Aoki Yuto, Nakahara Tsutomu, Asano Daiki, Ushikubo Hiroko, Mori Asami, Sakamoto Kenji, Ishii Kunio
Department of Molecular Pharmacology, Kitasato University School of Pharmaceutical Sciences.
Biol Pharm Bull. 2015;38(2):321-4. doi: 10.1248/bpb.b14-00631.
Inhibitors of the mammalian target of rapamycin (mTOR) have been shown to protect against neuronal injury, but the mechanisms underlying this effect are not fully understood. The present study aimed to examine the effects of rapamycin, an inhibitor of the mTOR pathway, on inflammation and capillary degeneration in a rat model of N-methyl-D-aspartate (NMDA)-induced retinal neurotoxicity. Inflammation and capillary degeneration were evaluated by counting the numbers of CD45-positive leukocytes and Iba1-positive microglia, and by measuring the length of empty basement membrane sleeves, respectively. Marked increases in the numbers of leukocytes and microglia were observed 1 d after intravitreal injection of NMDA (200 nmol), and significant capillary degeneration was observed after 7 d. These NMDA-induced changes were significantly reduced by the simultaneous injection of rapamycin (20 nmol) with NMDA. These results suggest that rapamycin has preventive effects on inflammation and capillary degeneration during retinal injury.
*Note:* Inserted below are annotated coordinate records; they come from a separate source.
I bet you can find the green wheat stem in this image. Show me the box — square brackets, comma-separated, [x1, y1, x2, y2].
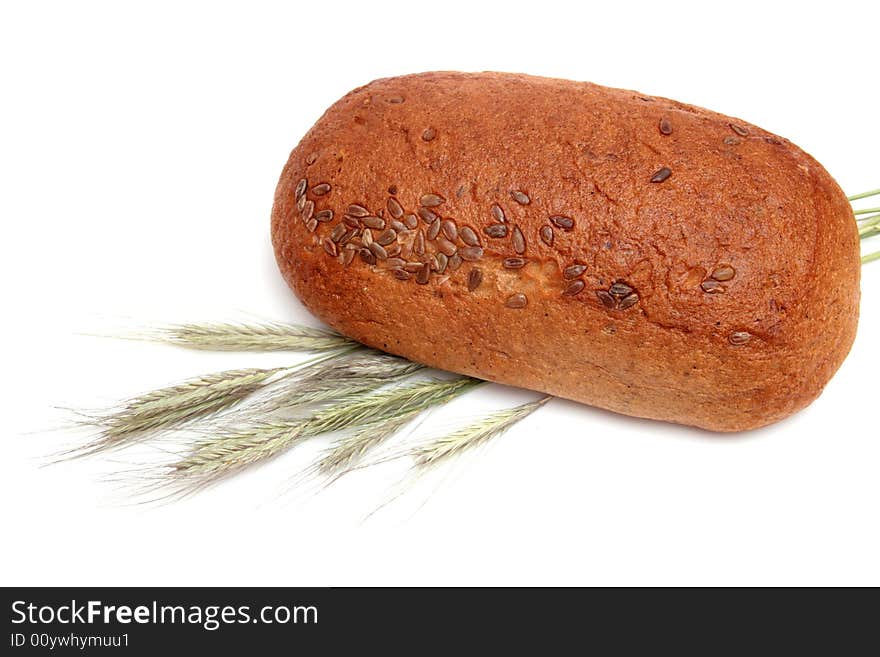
[148, 322, 358, 351]
[170, 377, 484, 480]
[847, 189, 880, 202]
[410, 396, 551, 469]
[315, 410, 421, 474]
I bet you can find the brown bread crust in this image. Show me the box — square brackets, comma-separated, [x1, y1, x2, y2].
[272, 73, 860, 431]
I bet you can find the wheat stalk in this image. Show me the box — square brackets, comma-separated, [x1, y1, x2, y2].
[250, 348, 424, 415]
[169, 377, 483, 482]
[409, 397, 551, 469]
[146, 322, 358, 351]
[315, 410, 421, 475]
[73, 367, 289, 455]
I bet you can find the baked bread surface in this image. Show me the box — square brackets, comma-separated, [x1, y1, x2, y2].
[272, 72, 860, 431]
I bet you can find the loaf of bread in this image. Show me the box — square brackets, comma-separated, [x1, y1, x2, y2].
[272, 72, 860, 431]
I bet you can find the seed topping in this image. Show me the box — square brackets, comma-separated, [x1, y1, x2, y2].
[510, 189, 532, 205]
[562, 265, 587, 281]
[345, 203, 370, 219]
[651, 167, 672, 182]
[468, 267, 483, 292]
[457, 246, 483, 262]
[727, 331, 752, 347]
[727, 123, 749, 137]
[483, 224, 507, 238]
[419, 194, 446, 208]
[550, 215, 574, 230]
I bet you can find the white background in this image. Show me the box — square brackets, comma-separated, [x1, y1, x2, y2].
[0, 0, 880, 585]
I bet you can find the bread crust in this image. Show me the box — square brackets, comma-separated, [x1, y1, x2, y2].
[272, 72, 860, 431]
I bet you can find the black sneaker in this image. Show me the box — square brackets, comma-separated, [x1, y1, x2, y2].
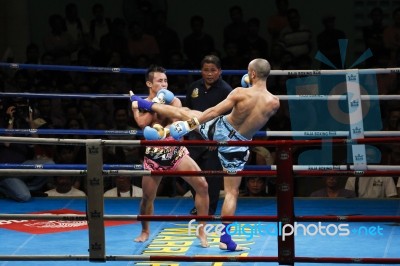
[189, 207, 197, 215]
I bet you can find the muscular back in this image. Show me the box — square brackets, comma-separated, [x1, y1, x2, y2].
[227, 86, 279, 139]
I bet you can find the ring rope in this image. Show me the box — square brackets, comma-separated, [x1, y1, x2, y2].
[0, 255, 400, 264]
[0, 163, 400, 171]
[0, 136, 400, 147]
[0, 213, 400, 222]
[0, 62, 400, 76]
[0, 128, 400, 138]
[0, 169, 400, 177]
[0, 92, 400, 101]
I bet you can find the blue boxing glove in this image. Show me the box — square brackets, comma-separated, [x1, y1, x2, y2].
[152, 89, 175, 104]
[169, 117, 200, 140]
[240, 74, 251, 88]
[130, 91, 154, 111]
[143, 124, 169, 140]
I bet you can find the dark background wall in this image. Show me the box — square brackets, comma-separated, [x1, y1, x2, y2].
[0, 0, 400, 66]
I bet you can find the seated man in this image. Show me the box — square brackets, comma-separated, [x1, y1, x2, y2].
[310, 176, 356, 198]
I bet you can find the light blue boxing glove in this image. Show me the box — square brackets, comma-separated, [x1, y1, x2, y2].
[129, 91, 154, 111]
[169, 117, 200, 140]
[152, 89, 175, 104]
[240, 74, 251, 88]
[143, 124, 169, 140]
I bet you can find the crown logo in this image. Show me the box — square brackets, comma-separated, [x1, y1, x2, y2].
[191, 88, 199, 98]
[347, 74, 357, 81]
[88, 146, 99, 154]
[90, 210, 101, 218]
[350, 100, 360, 107]
[352, 127, 361, 134]
[89, 177, 100, 186]
[355, 154, 364, 161]
[91, 242, 102, 250]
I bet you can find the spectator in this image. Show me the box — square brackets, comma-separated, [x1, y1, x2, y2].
[345, 176, 397, 198]
[310, 176, 356, 198]
[183, 16, 215, 67]
[104, 176, 143, 198]
[45, 176, 86, 197]
[242, 176, 268, 197]
[109, 107, 141, 164]
[0, 118, 54, 202]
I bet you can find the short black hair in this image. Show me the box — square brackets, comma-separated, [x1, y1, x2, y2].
[145, 65, 167, 81]
[200, 55, 221, 69]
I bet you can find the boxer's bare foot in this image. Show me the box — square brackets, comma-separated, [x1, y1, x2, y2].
[134, 231, 150, 242]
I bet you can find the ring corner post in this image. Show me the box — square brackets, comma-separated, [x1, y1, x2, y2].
[276, 144, 295, 265]
[86, 139, 106, 262]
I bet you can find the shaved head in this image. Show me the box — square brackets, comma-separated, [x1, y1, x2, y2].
[249, 58, 271, 80]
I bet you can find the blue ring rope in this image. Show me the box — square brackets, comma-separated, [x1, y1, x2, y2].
[0, 163, 272, 171]
[0, 62, 247, 75]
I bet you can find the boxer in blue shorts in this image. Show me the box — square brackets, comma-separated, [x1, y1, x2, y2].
[198, 116, 251, 171]
[130, 58, 280, 251]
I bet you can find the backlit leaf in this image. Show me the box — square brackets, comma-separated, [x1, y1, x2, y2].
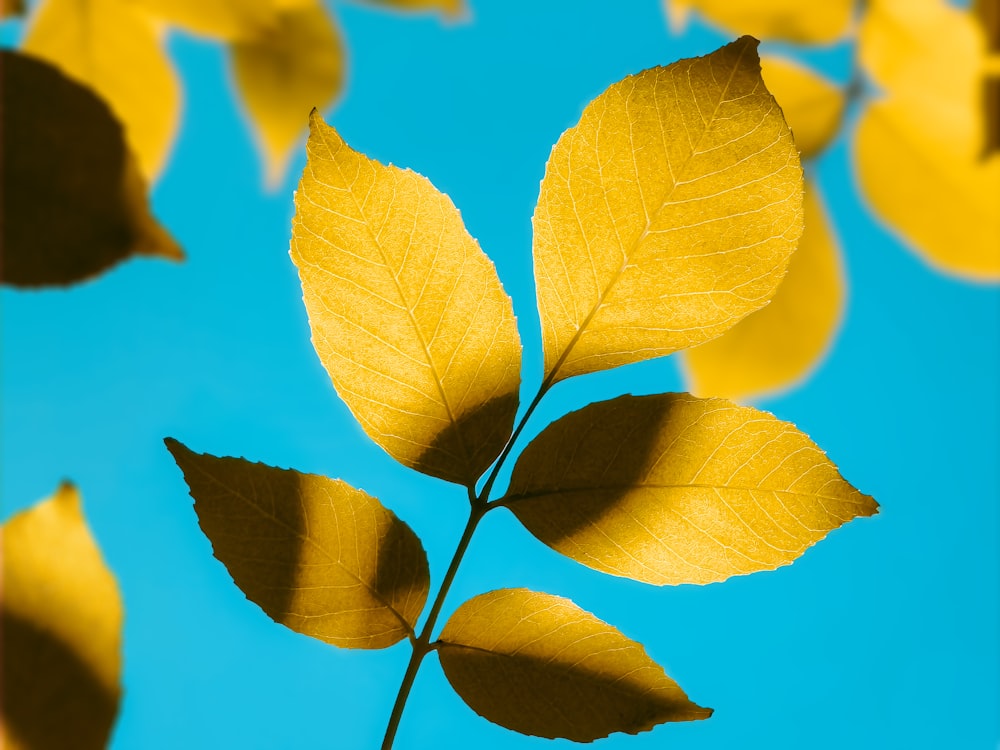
[683, 180, 845, 399]
[0, 488, 122, 750]
[23, 0, 180, 181]
[0, 51, 183, 287]
[760, 55, 847, 160]
[166, 438, 430, 648]
[534, 37, 802, 383]
[291, 113, 521, 486]
[438, 589, 712, 742]
[664, 0, 854, 44]
[855, 0, 1000, 280]
[503, 394, 878, 584]
[232, 5, 344, 186]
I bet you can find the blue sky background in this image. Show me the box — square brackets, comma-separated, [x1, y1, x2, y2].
[0, 0, 1000, 750]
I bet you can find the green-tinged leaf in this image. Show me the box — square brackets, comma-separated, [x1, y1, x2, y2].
[534, 37, 802, 383]
[683, 179, 845, 400]
[760, 55, 847, 160]
[855, 0, 1000, 281]
[291, 113, 521, 486]
[232, 5, 344, 187]
[23, 0, 180, 181]
[438, 589, 712, 742]
[503, 394, 878, 584]
[0, 51, 184, 287]
[663, 0, 855, 44]
[166, 438, 430, 648]
[0, 484, 123, 750]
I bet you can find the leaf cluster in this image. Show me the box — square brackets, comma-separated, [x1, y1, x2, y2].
[167, 37, 877, 748]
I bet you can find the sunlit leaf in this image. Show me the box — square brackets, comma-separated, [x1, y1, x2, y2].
[23, 0, 180, 181]
[663, 0, 854, 44]
[166, 439, 430, 648]
[0, 484, 122, 750]
[504, 394, 878, 585]
[438, 589, 712, 742]
[0, 51, 183, 286]
[534, 37, 802, 382]
[855, 0, 1000, 280]
[683, 179, 845, 399]
[232, 5, 344, 186]
[291, 113, 521, 485]
[760, 55, 847, 159]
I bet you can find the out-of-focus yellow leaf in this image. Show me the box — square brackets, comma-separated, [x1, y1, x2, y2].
[232, 5, 344, 186]
[855, 0, 1000, 280]
[534, 37, 802, 383]
[684, 180, 844, 400]
[23, 0, 180, 182]
[663, 0, 854, 44]
[0, 484, 123, 750]
[438, 589, 712, 742]
[166, 438, 430, 649]
[503, 394, 878, 585]
[0, 51, 183, 286]
[291, 112, 521, 486]
[760, 55, 846, 159]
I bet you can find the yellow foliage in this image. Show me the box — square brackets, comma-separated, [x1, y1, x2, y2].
[0, 484, 123, 750]
[291, 113, 521, 486]
[533, 37, 802, 383]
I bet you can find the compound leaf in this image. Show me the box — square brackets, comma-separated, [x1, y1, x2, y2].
[23, 0, 180, 181]
[166, 438, 430, 649]
[0, 51, 184, 287]
[0, 484, 123, 750]
[231, 5, 344, 186]
[503, 394, 878, 585]
[664, 0, 854, 44]
[683, 179, 845, 400]
[438, 589, 712, 742]
[534, 37, 802, 384]
[291, 112, 521, 486]
[855, 0, 1000, 281]
[760, 55, 847, 160]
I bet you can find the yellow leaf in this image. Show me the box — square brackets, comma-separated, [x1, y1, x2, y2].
[503, 394, 878, 585]
[23, 0, 180, 182]
[232, 6, 344, 187]
[0, 51, 183, 287]
[438, 589, 712, 742]
[166, 438, 430, 649]
[291, 113, 521, 486]
[664, 0, 854, 44]
[760, 55, 847, 159]
[855, 0, 1000, 280]
[534, 37, 802, 384]
[0, 484, 123, 750]
[684, 180, 844, 399]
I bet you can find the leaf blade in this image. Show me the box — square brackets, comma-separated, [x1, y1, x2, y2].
[438, 589, 712, 742]
[165, 438, 430, 649]
[501, 394, 878, 585]
[533, 37, 802, 383]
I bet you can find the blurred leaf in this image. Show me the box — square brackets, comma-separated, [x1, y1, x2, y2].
[503, 394, 878, 584]
[232, 5, 344, 187]
[0, 484, 122, 750]
[664, 0, 854, 44]
[23, 0, 180, 182]
[855, 0, 1000, 280]
[760, 55, 847, 159]
[438, 589, 712, 742]
[534, 37, 802, 382]
[166, 438, 430, 648]
[291, 113, 521, 486]
[684, 179, 845, 400]
[0, 51, 183, 287]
雷帕霉素哺乳动物靶点(mTOR)抑制剂已被证明可预防神经元损伤,但其作用机制尚未完全明确。本研究旨在探讨mTOR通路抑制剂雷帕霉素对N-甲基-D-天冬氨酸(NMDA)诱导的大鼠视网膜神经毒性模型中炎症和毛细血管变性的影响。分别通过计数CD45阳性白细胞和Iba1阳性小胶质细胞的数量以及测量空基底膜套的长度来评估炎症和毛细血管变性。玻璃体内注射NMDA(200 nmol)后1天观察到白细胞和小胶质细胞数量显著增加,7天后观察到明显的毛细血管变性。同时注射雷帕霉素(20 nmol)与NMDA可显著减轻这些NMDA诱导的变化。这些结果表明,雷帕霉素对视网膜损伤期间的炎症和毛细血管变性具有预防作用。